Abstract
In this thesis, we introduce rational (infinity, 1)-categories, which are (infinity, 1)-categories enriched in spaces whose higher homotopy groups are rational vector spaces; such spaces are called rational. We provide two models for rational (infinity, 1)-categories, rational complete Segal spaces and rational Segal categories, and we show that they are equivalent. Our methods work for (infinity, 1)-categories enriched in general localizations of spaces, and we develop our arguments at that level of generality while occasionally touching base with our rational homotopy-theoretic case of special interest.

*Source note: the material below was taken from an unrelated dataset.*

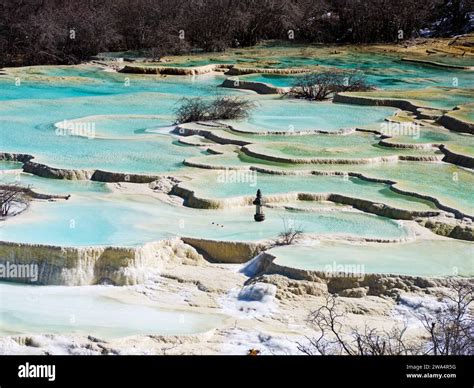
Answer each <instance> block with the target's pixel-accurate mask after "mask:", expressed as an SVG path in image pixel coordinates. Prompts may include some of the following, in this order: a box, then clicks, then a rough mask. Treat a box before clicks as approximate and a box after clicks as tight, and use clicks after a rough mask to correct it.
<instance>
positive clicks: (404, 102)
mask: <svg viewBox="0 0 474 388" xmlns="http://www.w3.org/2000/svg"><path fill="white" fill-rule="evenodd" d="M333 102H338V103H343V104H356V105H375V106H392V107H395V108H399V109H402V110H406V111H409V112H412V113H415V114H418V113H419V111H418V109H420V108H421V109H428V110H429V109H430V107H426V106H418V105H415V104H414V103H413V102H411V101H408V100H402V99H397V98H377V97H361V96H356V95H352V94H350V93H337V94H336V95H335V96H334V98H333Z"/></svg>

To develop our models for rational (infinity, 1)-categories, we first produce a model category whose fibrant objects are the rational spaces. To that end, we give a modern perspective on Quillen's paper on rational homotopy theory, where Quillen provides a model category whose fibrant objects are the simply connected rational spaces. Specifically, we recover Quillen's model category as a left Bousfield localization, and we then apply the same localization to all spaces to get our desired generalization of Quillen's model category to non-simply connected spaces. Besides its usefulness for the purpose of modeling rational (infinity, 1)-categories, our model category for rational spaces may be of independent interest in rational homotopy theory, for it encodes the rational homotopy theory of non-simply connected spaces developed by Gómez-Tato, Halperin, and Tanré.